I’m sure 2016 is bigger, but I’m almost certain you’re omitting files that used to not be in the app bundle.


@Jules Unfortunately, Numbers is not very efficient at handling large CSV files.


You are right, Sören: If you include frameworks and other files that are not part of the app bundles, the 2016 versions are still significantly bigger, but the difference is nowhere near the 30x you get by just comparing the apps themselves.

There might have been some confirmation bias at work on my part, due to the fact that especially Excel is just so much more sluggish than its 2011 counterpart.


Adrian: “It feels like there should be a huge market for a really high-performance no-frills spreadsheet that is super fast, works with huge amounts of data, does not corrupt CSV files and does not do any kind of auto-type detection.”

Except these folks *aren’t* using it as a spreadsheet, they’re using it as an ad-hoc database. Which is an *extremely* common practice. It’d make more sense to decouple the GUI (grid layout) frontend from the backend, and allow different backends—spreadsheet (programmable parallel calculator), relational database, visual layout tool/end-user GUI toolkit, etc to be used as appropriate.

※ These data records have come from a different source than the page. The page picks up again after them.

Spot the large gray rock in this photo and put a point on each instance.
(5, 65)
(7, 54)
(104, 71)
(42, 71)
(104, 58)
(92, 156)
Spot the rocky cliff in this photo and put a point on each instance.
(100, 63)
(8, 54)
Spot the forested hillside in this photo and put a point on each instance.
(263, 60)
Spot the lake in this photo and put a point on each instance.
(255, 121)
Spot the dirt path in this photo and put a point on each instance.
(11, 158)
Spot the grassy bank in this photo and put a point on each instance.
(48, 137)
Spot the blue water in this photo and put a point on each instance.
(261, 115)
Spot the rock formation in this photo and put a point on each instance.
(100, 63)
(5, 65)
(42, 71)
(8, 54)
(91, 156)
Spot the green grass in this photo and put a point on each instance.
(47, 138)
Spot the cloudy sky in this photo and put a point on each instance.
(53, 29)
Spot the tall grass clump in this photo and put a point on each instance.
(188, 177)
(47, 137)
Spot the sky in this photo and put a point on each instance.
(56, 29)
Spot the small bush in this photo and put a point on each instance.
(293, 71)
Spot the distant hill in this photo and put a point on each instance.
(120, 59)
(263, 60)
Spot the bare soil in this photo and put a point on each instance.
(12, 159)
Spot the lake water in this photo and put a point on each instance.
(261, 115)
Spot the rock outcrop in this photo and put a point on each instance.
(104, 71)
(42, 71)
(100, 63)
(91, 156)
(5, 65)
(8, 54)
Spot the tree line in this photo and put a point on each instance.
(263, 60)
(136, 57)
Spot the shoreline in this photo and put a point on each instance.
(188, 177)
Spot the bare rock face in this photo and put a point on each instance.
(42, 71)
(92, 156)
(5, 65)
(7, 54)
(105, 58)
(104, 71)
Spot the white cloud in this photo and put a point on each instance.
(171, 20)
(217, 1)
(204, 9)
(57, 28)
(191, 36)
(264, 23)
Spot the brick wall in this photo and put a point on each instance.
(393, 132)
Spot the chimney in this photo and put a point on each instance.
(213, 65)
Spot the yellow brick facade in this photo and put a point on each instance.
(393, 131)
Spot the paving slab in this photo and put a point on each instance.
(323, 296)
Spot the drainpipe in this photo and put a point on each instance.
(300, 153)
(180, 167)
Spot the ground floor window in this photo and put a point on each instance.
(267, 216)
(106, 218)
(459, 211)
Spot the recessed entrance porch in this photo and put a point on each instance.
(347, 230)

The problem is MS Excel has the de facto lock-in, in large part because of its monolithic complexity, thus MS have neither the motive nor the capability to radically redesign and rebuild Excel as a more modular system to better fit users’ real-world needs. It’ll take radical disruption by a very deep-pocketed and aggressive competitor (<cough> Google) to unseat it, and even there there’s been little progress made.